29. In L.M.L Limited v. Collector of Central Excise - 1989 (39) E.L.T 131 the Tribunal found that the petitioner in that case had a strong prima facie case in its favour although no financial hardship had been pleaded. The Tribunal dispensed with the pre-deposit of duty and penalty under Section 35F.
30. In this case also, in my view, the decisions relied upon by the petitioner for contending that the three units formed one factory appear to be on all fours with the facts of this case.
31. It cannot, therefore, but be held that the petitioner has a strong prima facie case in its' favour to contend that the refinery gas and LSHS manufactured in the refinery were utilised in the same factory by servicing as fuel in the Xylene and Polyester Staple Fibre Unit.
32. After considering whether there was a prima facie case for consideration, the Collector went on to consider whether the petitioner was financially solvent. He said “the appellant has stated that their factory was not running at a loss so as to cause financial hardship and difficulties to make the pre-deposit. The application for dispensing with the pre-deposit of the amount of the duty cannot, therefore, be sustained.

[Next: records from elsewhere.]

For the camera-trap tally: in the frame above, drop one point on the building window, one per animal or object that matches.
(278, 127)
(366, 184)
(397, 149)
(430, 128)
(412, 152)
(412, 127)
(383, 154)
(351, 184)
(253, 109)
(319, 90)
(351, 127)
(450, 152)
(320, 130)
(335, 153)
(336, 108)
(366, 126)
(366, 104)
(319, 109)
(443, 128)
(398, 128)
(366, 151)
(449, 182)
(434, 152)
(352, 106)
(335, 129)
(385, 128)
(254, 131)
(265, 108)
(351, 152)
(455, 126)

33. As already seen the phrase “undue hardship” would cover a case where the appellant has a strong prima facie case. The phrase also in my view covers a situation where there is an arguable case in the appeal. In the former case the Appellate Authority should dispense with the pre-deposit altogether on the basis of the authorities referred to earlier. In the latter case the authority would have to safeguard the interest of the revenue. The Collector has not applied his mind to this aspect of the matter at all. He had to consider whether, if the deposit were waived, the interest of the revenue would be jeopardized. There was no suggestion or even allegation that there would be any jeopardy to the revenue if the pre-deposit were waived in the petitioner's case. Keeping in view the mandate that a discretionary power must be exercised in favour of the assessee unless there was good reasons to the contrary, no reason has been disclosed by the Collector for refusing to exercise his discretion in favour of the petitioner particularly when the revenue's interest was not said to be un-safeguarded. It is to be remembered that this Court, while remanding the matter back to the Collector had directed the petitioner to give an undertaking to this court that it would not deal with or dispose of any of its assets except in the usual course of business or with the leave of the court. This undertaking is still subsisting. The Collector did not reject this safeguard as inadequate. The demand relates to a period for the clearance had already been made. There is no question of the petitioner recovering the amount from its customers. In my view the situation is clearly covered by the decision of the House of Lords in Julius. Lord Bishop of Oxford (1880) 5 Appeal Cases 214 to the effect that the discretion of the Collector under the proviso to Section 35F to waive pre-deposit was in the circumstances of this case coupled with the duty to do so. For the reasons aforesaid the writ application must be allowed. The impugned order of the Collector is set aside. The Collector, Central Excise (Appeals) is directed to entertain and decide the appeal in accordance with law by dispensing with the requirement of pre-deposit of the amount of Excise Duty and penalty in dispute subject to the continuance of the undertaking given to this court by the petitioner.
34. There will no order as to costs.